Trump's EPA Director Now Under Investigation for Use of a Private Email Address--Because of Course He Is

WASHINGTON, DC - APRIL 26: EPA Administrator Scott Pruitt takes his seat prior to his testimony before the House Appropriations Committee during a hearing on the 2019 Fiscal Year EPA budget at the Capitol on April 26, 2018 in Washington, DC. The focus of nearly a dozen federal inquiries into his travel expenses, security practices and other issues, Pruitt was on the Hill to testify about his agency's FY2019 budget proposal. (Photo by Alex Edelman/Getty Images)

Scott Pruitt is under investigation. Again.

The Environmental Protection Agency’s (EPA) inspector general announced it is investigating Pruitt, who is the EPA administrator, and his use of nonpublic email accounts. This is the twelfth investigation into the administrator's behavior while heading the agency.


Records show four accounts were created for Pruitt. Pruitt's spokesman claimed that one account is used for administrative tasks and that another was used only briefly.

The news comes as Pruitt is expected to face questions about his spending habits and other unethical behavior at a Capitol Hill hearing today on the agency's budget.

Two political leaders took to social media to blast Pruitt's latest controversy.

"I'll say it again: Scott Pruitt must resign, and he must resign now before he uses your taxpayer money for his next luxurious vacation," wrote Nancy Pelosi, the Minority Leader for the House of Representatives.

"In any other reality, Scott Pruitt would resign in shame," wrote Senator Tina Smith (D-MN).

During his last congressional testimony, which took place three weeks ago, Pruitt was asked about "his unprecedented security detail, travel practices and massive raises given to aides," according to CNN.

During his testimony, Pruitt:

  • told legislators that the $43,000 soundproof booth installed in his office is not rated for classified materials, which is the explanation he previously used to justify the purchase;
  • insisted that two close aides received enormous raises via his chief of staff, to whom he granted the authority to give out the raises; this explanation contradicted his previous claim that he had no prior knowledge of the raises;
  • was rebuked by a whistleblower who said Pruitt lied when he claimed not to have retaliated against aides who questioned his decisions;
  • was reprimanded by the inspector general, who said Pruitt "misrepresented to Congress a memo he provided them about security concerns."

Pruitt has also had to defend his use of a Capitol Hill condo that he rented for $50 a night.

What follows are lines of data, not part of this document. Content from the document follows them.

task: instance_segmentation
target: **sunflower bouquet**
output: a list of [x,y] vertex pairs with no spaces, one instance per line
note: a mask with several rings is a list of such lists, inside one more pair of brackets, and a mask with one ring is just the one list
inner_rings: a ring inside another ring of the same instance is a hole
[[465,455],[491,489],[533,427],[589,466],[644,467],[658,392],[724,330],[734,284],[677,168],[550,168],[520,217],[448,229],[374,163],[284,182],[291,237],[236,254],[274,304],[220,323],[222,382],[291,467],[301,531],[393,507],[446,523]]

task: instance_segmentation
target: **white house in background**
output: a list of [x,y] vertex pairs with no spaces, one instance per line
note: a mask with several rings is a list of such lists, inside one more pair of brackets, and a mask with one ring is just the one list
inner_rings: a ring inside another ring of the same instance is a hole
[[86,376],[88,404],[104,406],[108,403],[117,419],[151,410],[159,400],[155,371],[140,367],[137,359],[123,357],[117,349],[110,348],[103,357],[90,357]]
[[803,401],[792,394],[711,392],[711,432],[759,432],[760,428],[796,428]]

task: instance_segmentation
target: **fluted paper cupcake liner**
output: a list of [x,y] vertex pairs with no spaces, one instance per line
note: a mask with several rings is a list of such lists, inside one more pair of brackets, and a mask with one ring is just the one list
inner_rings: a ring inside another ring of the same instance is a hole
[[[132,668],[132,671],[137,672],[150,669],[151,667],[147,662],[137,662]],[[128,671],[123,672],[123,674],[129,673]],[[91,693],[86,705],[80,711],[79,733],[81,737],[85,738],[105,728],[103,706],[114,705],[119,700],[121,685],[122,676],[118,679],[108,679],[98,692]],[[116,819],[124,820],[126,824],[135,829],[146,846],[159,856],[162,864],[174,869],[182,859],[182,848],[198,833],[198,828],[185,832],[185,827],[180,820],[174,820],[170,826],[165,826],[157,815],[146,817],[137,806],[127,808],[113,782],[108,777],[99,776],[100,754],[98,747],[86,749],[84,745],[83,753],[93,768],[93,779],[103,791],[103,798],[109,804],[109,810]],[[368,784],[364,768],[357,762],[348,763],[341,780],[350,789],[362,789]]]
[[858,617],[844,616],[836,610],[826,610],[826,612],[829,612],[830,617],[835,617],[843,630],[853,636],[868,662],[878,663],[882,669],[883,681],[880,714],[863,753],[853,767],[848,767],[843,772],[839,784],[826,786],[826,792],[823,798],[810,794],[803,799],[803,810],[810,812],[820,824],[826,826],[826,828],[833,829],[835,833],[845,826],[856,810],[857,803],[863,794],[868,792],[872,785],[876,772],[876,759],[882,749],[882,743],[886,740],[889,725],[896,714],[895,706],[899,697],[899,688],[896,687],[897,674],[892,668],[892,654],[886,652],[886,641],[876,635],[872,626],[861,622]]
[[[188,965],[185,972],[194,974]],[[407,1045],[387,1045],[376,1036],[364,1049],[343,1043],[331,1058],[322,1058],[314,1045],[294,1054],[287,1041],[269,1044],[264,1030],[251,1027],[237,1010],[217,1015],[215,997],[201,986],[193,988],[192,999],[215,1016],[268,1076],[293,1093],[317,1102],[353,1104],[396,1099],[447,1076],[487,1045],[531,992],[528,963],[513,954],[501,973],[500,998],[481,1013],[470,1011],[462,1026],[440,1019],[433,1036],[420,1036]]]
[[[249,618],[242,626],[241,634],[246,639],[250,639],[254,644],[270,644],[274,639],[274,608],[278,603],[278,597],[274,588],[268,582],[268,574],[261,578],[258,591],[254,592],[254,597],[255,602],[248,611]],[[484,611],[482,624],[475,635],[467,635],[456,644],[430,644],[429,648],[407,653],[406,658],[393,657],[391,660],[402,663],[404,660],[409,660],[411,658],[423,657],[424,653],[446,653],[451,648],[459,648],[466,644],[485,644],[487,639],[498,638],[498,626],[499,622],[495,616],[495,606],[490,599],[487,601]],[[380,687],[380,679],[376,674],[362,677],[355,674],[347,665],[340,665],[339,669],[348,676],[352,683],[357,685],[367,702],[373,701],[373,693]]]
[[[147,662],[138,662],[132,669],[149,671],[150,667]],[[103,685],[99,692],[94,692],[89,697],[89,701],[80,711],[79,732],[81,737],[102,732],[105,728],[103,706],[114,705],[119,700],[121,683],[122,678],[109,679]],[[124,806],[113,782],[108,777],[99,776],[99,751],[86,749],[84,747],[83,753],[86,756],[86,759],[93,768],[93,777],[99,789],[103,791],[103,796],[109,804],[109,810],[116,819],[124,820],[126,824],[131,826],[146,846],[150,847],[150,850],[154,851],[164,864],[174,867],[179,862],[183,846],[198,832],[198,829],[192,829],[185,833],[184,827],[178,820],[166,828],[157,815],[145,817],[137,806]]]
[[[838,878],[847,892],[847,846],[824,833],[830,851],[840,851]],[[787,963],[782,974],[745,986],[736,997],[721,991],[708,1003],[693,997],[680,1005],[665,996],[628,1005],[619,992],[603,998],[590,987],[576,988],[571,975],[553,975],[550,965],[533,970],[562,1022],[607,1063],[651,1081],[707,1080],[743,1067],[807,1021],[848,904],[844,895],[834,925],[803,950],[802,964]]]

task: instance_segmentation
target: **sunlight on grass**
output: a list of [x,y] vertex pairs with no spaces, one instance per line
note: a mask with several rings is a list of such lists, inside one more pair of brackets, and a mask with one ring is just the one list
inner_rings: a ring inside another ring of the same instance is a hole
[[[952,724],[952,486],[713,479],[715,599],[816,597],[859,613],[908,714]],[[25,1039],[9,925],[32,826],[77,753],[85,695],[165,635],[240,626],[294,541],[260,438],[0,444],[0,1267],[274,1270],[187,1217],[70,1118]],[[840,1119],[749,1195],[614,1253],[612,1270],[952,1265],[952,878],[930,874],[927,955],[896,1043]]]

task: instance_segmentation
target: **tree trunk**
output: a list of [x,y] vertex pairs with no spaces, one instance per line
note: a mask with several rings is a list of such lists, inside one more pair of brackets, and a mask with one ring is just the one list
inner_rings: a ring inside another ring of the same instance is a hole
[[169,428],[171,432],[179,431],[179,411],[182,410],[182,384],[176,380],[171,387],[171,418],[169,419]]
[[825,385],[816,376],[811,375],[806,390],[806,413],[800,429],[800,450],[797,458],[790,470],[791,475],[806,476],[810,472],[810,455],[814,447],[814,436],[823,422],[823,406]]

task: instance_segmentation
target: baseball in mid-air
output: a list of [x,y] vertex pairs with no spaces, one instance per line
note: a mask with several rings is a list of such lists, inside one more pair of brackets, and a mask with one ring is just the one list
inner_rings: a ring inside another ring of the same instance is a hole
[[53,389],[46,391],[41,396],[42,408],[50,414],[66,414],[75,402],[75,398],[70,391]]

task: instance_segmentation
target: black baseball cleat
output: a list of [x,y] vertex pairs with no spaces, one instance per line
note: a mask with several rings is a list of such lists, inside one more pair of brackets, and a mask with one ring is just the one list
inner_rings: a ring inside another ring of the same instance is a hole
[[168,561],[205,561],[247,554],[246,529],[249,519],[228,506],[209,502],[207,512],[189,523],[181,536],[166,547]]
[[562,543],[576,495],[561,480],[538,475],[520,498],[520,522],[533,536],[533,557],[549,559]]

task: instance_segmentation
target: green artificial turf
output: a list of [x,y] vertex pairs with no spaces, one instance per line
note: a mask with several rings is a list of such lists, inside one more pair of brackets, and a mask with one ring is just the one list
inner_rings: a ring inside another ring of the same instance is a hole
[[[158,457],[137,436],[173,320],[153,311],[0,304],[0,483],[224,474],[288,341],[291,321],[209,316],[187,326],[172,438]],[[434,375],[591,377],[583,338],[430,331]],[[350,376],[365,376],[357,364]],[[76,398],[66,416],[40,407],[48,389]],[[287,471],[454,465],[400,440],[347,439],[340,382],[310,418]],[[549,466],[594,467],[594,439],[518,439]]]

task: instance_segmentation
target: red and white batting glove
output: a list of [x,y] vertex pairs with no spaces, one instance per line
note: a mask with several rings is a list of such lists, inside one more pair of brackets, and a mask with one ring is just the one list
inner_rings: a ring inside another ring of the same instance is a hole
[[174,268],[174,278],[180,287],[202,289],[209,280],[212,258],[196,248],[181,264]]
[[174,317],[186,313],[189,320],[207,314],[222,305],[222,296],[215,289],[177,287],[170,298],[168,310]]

Pruitt’s use of the space is the target of ethical concerns because the condo is owned by J. Steven and Vicki Hart. Mr. Hart is a lobbyist in the healthcare arena.

Since Pruitt's testimony:

  • the inspector general found that his protection team is several times larger than the one used by his predecessors, costing taxpayers at least $2 million in salaries last year alone;
  • CNN uncovered an "executive protection" playbook posted by the security company owned by Pruitt's former security chief.
  • three of his top aides, including Liz Bowman, whom Pruitt tasked to lead environmental cleanup projects, have left the agency;
  • a review of internal emails found that EPA officials "shielded Pruitt from facing questions from the public and reporters";
  • reports revealed that industry lobbyists helped plan two overseas trips for Pruitt, including a visit to Morroco and another to Australia, which was canceled due to hurricanes;
  • a report revealed that conservative radio host Hugh Hewitt personally arranged a meeting between Pruitt and California water officials and that not long afterward, Pruitt announced a groundwater cleanup project in the area.

President Donald Trump defended Pruitt's conduct as head of the EPA as recently as last week. Trump was sitting two seats away from Pruitt at a meeting with auto industry representatives when he was asked if he had confidence in the EPA administrator.

"Yes, I do," the president replied.

The president previously came to Pruitt's defense after his use of the Capitol Hill condo became public knowledge.

"While Security spending was somewhat more than his predecessor, Scott Pruitt has received death threats because of his bold actions at EPA," the president wrote at the time. "Record clean Air & Water while saving USA Billions of Dollars. Rent was about market rate, travel expenses OK. Scott is doing a great job!"

The latest questions came about as a result of a New York Times investigation which found that Pruitt dined with a Vatican official, Cardinal George Pell, last year when the EPA knew Pell was under investigation for child sexual abuse. According to the Times, the EPA did not list Pell on any of the public schedules released under the Freedom of Information Act.

Responding to that controversy, EPA spokesman Jahan Wilcox said Pell was "one of 12 to 15 individuals" who attended the dinner. Wilcox added that the "EPA had no knowledge that he was coming to the dinner."

"It is incorrect to report that any knowledge of the allegations against Cardinal Pell were raised to Administrator Pruitt's level. It is also important to note that Cardinal Pell was not charged until June 29, 2017, three weeks after the dinner with several Vatican officials took place," Wilcox said.

Afterward, White House Press Secretary Sarah Huckabee Sanders said she did not know whether the president was aware of the Times' latest reporting when he expressed his confidence in Pruitt.